Thanks to everyone for your help. I don't post in forums too much, but it's very reassuring to know there's a community so willing to help out.
........................Leo LeeSoftware Engineerhttp://www.leolees.com
Unless your leaking memory or something. *shruggs*
A memory leak was actually my first thought. But I'm pretty sure I don't have any, that DEBUG_NEW thing visual studios does isn't detecting any. Also, if it was a memory leak I would think that if I exited the program VS should clean up after me (at least in debug mode). I've even tried once to run it, wait for framerate drop, reboot my laptop and run it again. It'll stay at the same lower framerate even after I reboot.
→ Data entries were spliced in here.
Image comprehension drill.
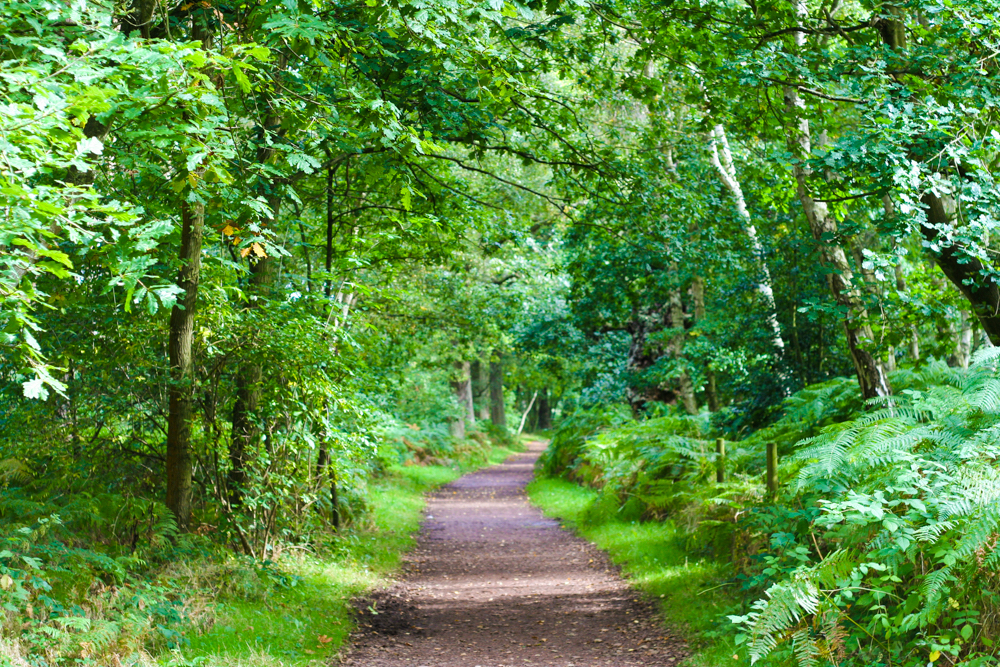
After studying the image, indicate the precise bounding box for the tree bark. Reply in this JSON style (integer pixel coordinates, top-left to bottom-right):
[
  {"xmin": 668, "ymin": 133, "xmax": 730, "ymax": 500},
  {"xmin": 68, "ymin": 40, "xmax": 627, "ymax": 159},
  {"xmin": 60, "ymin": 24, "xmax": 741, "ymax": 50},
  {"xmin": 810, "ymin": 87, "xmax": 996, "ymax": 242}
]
[
  {"xmin": 472, "ymin": 359, "xmax": 490, "ymax": 421},
  {"xmin": 229, "ymin": 257, "xmax": 273, "ymax": 507},
  {"xmin": 166, "ymin": 202, "xmax": 205, "ymax": 532},
  {"xmin": 538, "ymin": 387, "xmax": 552, "ymax": 431},
  {"xmin": 490, "ymin": 350, "xmax": 507, "ymax": 431},
  {"xmin": 921, "ymin": 192, "xmax": 1000, "ymax": 345},
  {"xmin": 709, "ymin": 123, "xmax": 788, "ymax": 362},
  {"xmin": 784, "ymin": 0, "xmax": 892, "ymax": 399},
  {"xmin": 670, "ymin": 289, "xmax": 698, "ymax": 415},
  {"xmin": 164, "ymin": 17, "xmax": 212, "ymax": 532},
  {"xmin": 691, "ymin": 276, "xmax": 719, "ymax": 412},
  {"xmin": 448, "ymin": 361, "xmax": 476, "ymax": 440}
]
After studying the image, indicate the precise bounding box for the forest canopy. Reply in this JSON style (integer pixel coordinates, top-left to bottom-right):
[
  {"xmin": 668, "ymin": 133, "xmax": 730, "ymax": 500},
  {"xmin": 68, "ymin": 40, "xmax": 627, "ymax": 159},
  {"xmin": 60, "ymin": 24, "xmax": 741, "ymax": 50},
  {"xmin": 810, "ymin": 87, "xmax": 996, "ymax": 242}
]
[{"xmin": 0, "ymin": 0, "xmax": 1000, "ymax": 666}]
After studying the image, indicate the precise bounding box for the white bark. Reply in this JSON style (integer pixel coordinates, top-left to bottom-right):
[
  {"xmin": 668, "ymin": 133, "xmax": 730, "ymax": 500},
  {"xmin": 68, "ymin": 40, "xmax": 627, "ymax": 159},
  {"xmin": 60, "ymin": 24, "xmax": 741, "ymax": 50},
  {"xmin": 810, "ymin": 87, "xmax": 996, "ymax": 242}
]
[{"xmin": 709, "ymin": 123, "xmax": 785, "ymax": 358}]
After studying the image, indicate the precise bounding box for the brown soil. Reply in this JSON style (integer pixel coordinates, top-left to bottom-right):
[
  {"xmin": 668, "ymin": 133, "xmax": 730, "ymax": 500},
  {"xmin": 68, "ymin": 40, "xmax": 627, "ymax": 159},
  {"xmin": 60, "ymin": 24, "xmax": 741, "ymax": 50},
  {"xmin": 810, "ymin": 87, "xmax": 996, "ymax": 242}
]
[{"xmin": 343, "ymin": 442, "xmax": 686, "ymax": 667}]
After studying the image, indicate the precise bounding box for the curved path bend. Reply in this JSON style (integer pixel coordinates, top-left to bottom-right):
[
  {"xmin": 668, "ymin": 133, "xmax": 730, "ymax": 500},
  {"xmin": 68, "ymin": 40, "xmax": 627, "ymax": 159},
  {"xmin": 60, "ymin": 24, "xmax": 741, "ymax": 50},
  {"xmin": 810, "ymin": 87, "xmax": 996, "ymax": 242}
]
[{"xmin": 343, "ymin": 442, "xmax": 686, "ymax": 667}]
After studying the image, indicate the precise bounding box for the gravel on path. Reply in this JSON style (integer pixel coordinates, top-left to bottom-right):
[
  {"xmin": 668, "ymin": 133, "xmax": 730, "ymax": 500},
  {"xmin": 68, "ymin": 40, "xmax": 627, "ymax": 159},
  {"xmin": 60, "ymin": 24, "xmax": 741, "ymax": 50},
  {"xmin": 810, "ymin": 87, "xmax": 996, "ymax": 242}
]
[{"xmin": 342, "ymin": 442, "xmax": 687, "ymax": 667}]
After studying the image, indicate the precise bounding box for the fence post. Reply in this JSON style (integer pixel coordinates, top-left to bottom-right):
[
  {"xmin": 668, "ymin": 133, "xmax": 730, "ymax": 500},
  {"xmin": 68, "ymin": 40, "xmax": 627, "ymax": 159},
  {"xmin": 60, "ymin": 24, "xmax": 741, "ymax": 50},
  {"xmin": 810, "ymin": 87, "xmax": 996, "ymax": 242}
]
[
  {"xmin": 715, "ymin": 438, "xmax": 726, "ymax": 484},
  {"xmin": 764, "ymin": 442, "xmax": 778, "ymax": 498}
]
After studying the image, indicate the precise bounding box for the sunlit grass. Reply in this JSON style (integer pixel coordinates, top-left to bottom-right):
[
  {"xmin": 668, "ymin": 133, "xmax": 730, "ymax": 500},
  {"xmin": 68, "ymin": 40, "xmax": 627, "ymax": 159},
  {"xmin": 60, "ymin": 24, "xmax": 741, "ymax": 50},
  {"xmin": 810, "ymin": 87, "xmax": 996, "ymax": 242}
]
[
  {"xmin": 528, "ymin": 478, "xmax": 739, "ymax": 667},
  {"xmin": 170, "ymin": 448, "xmax": 514, "ymax": 667}
]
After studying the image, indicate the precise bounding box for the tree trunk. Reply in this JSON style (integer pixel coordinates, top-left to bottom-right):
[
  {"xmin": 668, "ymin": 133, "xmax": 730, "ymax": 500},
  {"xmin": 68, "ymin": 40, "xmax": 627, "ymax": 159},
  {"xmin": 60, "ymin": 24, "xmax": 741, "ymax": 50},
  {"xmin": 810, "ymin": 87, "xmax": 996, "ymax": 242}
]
[
  {"xmin": 229, "ymin": 210, "xmax": 278, "ymax": 507},
  {"xmin": 691, "ymin": 276, "xmax": 719, "ymax": 412},
  {"xmin": 920, "ymin": 192, "xmax": 1000, "ymax": 345},
  {"xmin": 709, "ymin": 123, "xmax": 788, "ymax": 366},
  {"xmin": 538, "ymin": 387, "xmax": 552, "ymax": 431},
  {"xmin": 784, "ymin": 0, "xmax": 892, "ymax": 399},
  {"xmin": 316, "ymin": 445, "xmax": 340, "ymax": 530},
  {"xmin": 472, "ymin": 359, "xmax": 490, "ymax": 421},
  {"xmin": 948, "ymin": 310, "xmax": 972, "ymax": 368},
  {"xmin": 878, "ymin": 10, "xmax": 1000, "ymax": 346},
  {"xmin": 625, "ymin": 307, "xmax": 677, "ymax": 419},
  {"xmin": 448, "ymin": 361, "xmax": 476, "ymax": 440},
  {"xmin": 167, "ymin": 202, "xmax": 205, "ymax": 532},
  {"xmin": 165, "ymin": 17, "xmax": 212, "ymax": 532},
  {"xmin": 490, "ymin": 350, "xmax": 507, "ymax": 431},
  {"xmin": 670, "ymin": 289, "xmax": 698, "ymax": 415}
]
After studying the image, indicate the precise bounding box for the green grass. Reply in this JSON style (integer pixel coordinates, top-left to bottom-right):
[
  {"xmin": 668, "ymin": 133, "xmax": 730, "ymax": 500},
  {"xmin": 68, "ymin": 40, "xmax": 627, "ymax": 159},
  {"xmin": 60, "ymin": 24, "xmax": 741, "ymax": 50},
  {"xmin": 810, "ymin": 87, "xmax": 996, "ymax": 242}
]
[
  {"xmin": 167, "ymin": 448, "xmax": 515, "ymax": 667},
  {"xmin": 528, "ymin": 478, "xmax": 739, "ymax": 667}
]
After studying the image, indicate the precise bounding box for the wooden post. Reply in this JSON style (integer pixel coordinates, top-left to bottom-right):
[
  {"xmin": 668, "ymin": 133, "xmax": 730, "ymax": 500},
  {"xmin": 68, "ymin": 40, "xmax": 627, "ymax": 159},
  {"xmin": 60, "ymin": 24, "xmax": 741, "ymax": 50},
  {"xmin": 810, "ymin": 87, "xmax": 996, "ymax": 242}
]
[
  {"xmin": 715, "ymin": 438, "xmax": 726, "ymax": 484},
  {"xmin": 764, "ymin": 442, "xmax": 778, "ymax": 498}
]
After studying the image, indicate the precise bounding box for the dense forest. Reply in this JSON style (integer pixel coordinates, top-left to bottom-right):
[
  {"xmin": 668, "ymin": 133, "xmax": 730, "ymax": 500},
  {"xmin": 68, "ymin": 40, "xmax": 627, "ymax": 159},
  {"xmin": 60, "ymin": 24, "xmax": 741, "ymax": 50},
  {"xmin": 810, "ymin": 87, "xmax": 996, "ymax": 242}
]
[{"xmin": 0, "ymin": 0, "xmax": 1000, "ymax": 667}]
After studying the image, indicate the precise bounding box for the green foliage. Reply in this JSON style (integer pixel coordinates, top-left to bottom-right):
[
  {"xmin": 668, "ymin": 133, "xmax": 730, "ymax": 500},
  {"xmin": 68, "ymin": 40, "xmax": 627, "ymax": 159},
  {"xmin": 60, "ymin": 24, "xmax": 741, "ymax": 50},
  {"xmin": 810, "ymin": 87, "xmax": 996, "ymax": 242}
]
[{"xmin": 734, "ymin": 350, "xmax": 1000, "ymax": 665}]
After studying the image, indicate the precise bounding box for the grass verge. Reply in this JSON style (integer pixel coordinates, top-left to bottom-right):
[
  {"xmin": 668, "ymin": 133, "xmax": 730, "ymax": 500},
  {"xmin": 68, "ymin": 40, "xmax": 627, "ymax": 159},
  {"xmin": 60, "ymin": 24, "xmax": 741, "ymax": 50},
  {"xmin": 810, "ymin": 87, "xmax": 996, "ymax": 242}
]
[
  {"xmin": 528, "ymin": 478, "xmax": 740, "ymax": 667},
  {"xmin": 170, "ymin": 448, "xmax": 515, "ymax": 667}
]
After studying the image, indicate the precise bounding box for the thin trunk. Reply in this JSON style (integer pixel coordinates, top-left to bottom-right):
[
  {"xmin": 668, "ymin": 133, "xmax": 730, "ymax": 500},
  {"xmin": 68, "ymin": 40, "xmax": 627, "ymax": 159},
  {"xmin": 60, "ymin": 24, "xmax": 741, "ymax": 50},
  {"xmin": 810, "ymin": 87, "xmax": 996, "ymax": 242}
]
[
  {"xmin": 228, "ymin": 199, "xmax": 278, "ymax": 507},
  {"xmin": 949, "ymin": 310, "xmax": 972, "ymax": 368},
  {"xmin": 316, "ymin": 445, "xmax": 340, "ymax": 530},
  {"xmin": 517, "ymin": 390, "xmax": 538, "ymax": 435},
  {"xmin": 709, "ymin": 123, "xmax": 787, "ymax": 366},
  {"xmin": 165, "ymin": 19, "xmax": 212, "ymax": 532},
  {"xmin": 448, "ymin": 361, "xmax": 476, "ymax": 440},
  {"xmin": 472, "ymin": 359, "xmax": 490, "ymax": 421},
  {"xmin": 893, "ymin": 262, "xmax": 920, "ymax": 362},
  {"xmin": 921, "ymin": 192, "xmax": 1000, "ymax": 345},
  {"xmin": 784, "ymin": 0, "xmax": 892, "ymax": 399},
  {"xmin": 537, "ymin": 387, "xmax": 552, "ymax": 431},
  {"xmin": 691, "ymin": 276, "xmax": 719, "ymax": 412},
  {"xmin": 166, "ymin": 202, "xmax": 205, "ymax": 532},
  {"xmin": 878, "ymin": 10, "xmax": 1000, "ymax": 346},
  {"xmin": 670, "ymin": 289, "xmax": 698, "ymax": 415},
  {"xmin": 490, "ymin": 350, "xmax": 507, "ymax": 431}
]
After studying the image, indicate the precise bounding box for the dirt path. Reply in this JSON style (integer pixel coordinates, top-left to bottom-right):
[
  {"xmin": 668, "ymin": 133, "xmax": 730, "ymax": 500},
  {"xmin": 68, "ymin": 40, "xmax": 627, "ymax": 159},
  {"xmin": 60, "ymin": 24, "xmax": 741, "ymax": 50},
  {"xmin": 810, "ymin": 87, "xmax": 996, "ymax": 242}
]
[{"xmin": 344, "ymin": 442, "xmax": 685, "ymax": 667}]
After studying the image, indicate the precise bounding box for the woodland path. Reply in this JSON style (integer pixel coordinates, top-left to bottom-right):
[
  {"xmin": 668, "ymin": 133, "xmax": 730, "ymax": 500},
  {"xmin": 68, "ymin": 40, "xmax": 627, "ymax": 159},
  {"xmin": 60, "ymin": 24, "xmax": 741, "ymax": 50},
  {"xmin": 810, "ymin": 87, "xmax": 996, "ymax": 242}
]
[{"xmin": 343, "ymin": 442, "xmax": 686, "ymax": 667}]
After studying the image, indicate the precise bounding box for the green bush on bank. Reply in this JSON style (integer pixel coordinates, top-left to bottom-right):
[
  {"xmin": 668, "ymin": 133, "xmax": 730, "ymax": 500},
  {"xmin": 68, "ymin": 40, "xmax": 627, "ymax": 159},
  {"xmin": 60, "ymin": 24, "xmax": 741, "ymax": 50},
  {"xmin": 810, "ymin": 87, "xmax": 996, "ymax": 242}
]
[
  {"xmin": 544, "ymin": 358, "xmax": 1000, "ymax": 667},
  {"xmin": 0, "ymin": 422, "xmax": 508, "ymax": 667}
]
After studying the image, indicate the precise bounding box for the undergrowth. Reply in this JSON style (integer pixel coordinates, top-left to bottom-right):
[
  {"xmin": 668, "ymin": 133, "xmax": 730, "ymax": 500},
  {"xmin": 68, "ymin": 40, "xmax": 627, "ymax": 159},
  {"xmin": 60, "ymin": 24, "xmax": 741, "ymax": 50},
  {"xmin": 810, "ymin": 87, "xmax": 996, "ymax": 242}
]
[
  {"xmin": 534, "ymin": 358, "xmax": 1000, "ymax": 667},
  {"xmin": 178, "ymin": 448, "xmax": 513, "ymax": 667},
  {"xmin": 528, "ymin": 478, "xmax": 739, "ymax": 667},
  {"xmin": 0, "ymin": 422, "xmax": 524, "ymax": 667}
]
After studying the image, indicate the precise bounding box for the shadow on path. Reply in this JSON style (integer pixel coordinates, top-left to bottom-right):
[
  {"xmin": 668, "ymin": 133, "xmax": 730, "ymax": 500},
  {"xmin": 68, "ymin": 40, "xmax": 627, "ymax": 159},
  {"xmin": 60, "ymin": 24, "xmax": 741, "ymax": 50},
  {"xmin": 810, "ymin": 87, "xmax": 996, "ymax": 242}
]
[{"xmin": 343, "ymin": 442, "xmax": 686, "ymax": 667}]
Quote:Original post by Anonymous Poster
A memory leak was actually my first thought. But I'm pretty sure I don't have any, that DEBUG_NEW thing visual studios does isn't detecting any. Also, if it was a memory leak I would think that if I exited the program VS should clean up after me (at least in debug mode). I've even tried once to run it, wait for framerate drop, reboot my laptop and run it again. It'll stay at the same lower framerate even after I reboot.


In that case heat seems very likley. Heat is the only thing that really perserves across a restart. Especialy if you have disabled most other tasks.